- Other names: Khuman Sidaba
- Affiliation: Khuman clan
- Major cult center: Mayang Imphal
- Predecessor: Pakhangba
- Color: Black
- Texts: Puyas
- Gender: Male
- Region: Mayang Imphal
- Ethnic group: Meitei
- Festivals: Lai Haraoba

Genealogy
- Parents: Pakhangba (father);
- Siblings: Mangang Apokpa, Luwang Apokpa

Equivalents
- Greek: Erebus
- Roman: Scotus

= Khuman Pokpa =

Khuman Pokpa (ꯈꯨꯃꯟ ꯄꯣꯛꯄ or ꯈꯨꯃꯟ ꯑꯄꯣꯛꯄ) is the Apokpa, or ancestor god of the Khuman clan. He is regarded as the founder of the Khuman dynasty., and is one of the three members of the Mangang Luwang Khuman in Meitei mythology and religion. Khuman Popka represents the time of the sunset and the night.

== Etymology ==
The name "Khuman Pokpa" is made up of two words, "Khuman" and "Pokpa". In Meitei language (Manipuri language), "Pokpa" means "to beget (be the father of) or to give birth to". The word "Apokpa" comes from "Pokpa". Apokpas are the dead male members of a family for the last three generations. They can be the father, grandfather, or great grandfather of any living person, who looked after the family in the past.
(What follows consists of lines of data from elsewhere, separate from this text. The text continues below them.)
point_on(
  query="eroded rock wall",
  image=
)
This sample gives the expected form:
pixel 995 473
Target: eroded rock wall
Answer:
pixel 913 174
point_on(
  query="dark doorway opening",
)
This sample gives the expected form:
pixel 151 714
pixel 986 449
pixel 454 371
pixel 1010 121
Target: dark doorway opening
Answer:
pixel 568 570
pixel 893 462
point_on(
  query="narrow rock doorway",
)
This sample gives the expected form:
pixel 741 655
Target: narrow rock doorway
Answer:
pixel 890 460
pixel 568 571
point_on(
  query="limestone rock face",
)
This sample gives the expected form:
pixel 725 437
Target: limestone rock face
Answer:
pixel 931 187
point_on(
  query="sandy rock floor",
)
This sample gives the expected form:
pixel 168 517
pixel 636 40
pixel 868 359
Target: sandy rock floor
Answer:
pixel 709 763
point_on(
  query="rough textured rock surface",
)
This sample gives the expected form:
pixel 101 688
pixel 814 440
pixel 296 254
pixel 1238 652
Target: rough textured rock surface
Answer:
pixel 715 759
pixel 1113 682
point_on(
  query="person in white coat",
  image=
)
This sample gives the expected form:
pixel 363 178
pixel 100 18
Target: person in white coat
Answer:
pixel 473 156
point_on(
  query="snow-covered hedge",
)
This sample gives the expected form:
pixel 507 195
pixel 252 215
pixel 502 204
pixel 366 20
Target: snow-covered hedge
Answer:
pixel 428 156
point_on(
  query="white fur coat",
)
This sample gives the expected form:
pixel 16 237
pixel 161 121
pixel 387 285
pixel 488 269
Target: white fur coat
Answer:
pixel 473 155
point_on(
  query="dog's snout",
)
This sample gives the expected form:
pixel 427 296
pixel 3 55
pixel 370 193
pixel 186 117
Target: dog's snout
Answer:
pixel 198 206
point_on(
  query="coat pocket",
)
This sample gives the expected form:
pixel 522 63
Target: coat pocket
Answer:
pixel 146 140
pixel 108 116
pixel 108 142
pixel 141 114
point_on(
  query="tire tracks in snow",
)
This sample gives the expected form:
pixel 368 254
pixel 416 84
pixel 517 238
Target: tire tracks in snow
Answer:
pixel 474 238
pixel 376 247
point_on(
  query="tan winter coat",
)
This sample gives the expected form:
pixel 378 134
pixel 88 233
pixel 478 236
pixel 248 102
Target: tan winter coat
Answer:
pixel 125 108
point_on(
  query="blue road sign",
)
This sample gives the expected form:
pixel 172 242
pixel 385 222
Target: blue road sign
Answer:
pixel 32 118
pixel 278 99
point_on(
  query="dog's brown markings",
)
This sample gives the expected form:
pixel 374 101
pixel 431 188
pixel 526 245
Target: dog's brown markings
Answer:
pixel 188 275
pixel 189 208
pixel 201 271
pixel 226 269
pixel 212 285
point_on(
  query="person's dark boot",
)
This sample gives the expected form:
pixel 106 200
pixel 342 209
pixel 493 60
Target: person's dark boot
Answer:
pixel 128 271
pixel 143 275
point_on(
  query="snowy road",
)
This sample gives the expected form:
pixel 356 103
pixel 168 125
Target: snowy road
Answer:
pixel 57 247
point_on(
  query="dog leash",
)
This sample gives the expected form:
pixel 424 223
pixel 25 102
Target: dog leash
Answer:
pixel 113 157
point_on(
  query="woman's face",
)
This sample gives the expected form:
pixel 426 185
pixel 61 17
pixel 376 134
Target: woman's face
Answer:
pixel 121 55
So, "Khuman Pokpa" or "Khuman Apokpa" means "The one who gave birth to the Khumans".

== Description ==
Meitei people worship fire in the fireplace called Phunga Mei (lit. hearth fire) at home. In the fireplace, people keep three stones. One stone is in the right west, another in the north east and another in the south east. This forms a triangle. These three stones represent the three significant times of day. The northeastern stone represents the Mangang. The southeastern stone represents the Luwang. The western stone represents the Khuman. Here, Khuman represents the time of the sunset and the night. The remaining Mangang and Luwang represent the sunrise and the noon respectively. The Meiteis addressed the hearth fire (phunga mei) as "Meitreng Arabana Yoimayai Mahut Sinna Mei". The English translation of this Meitei language (Manipuri language) passage is "The burning fire in the hearth place substitutes the Sun". Thus, the Sun is worshipped in the Meetei Phunga.

== Cults and pantheons ==
Among many, one of the most important pantheons of God Khuman Pokpa is in Mayang Imphal. Mayang Imphal is the ancient capital of the kingdom of the Khuman Salai.

== Worship ==
In ancient times, God Khuman Pokpa was worshipped for good health and prosperity. According to the beliefs of the fishermen of the Karang Islands, diseases with unexplainable causes are caused by gods and goddesses. According to their beliefs, the danger of natural calamities, epidemics, diseases and other miseries are all due to the anger of gods and goddesses. The reasons for their anger are usually due the negletct of rites and rituals.

== Festival ==
The religious festival of Lai Haraoba is celebrated in honor of Khuman Pokpa in the Karang Islands. The celebration lasts for ten consecutive days during the month of September. In the modern day, the celebration draws the attention of a large number of tourists.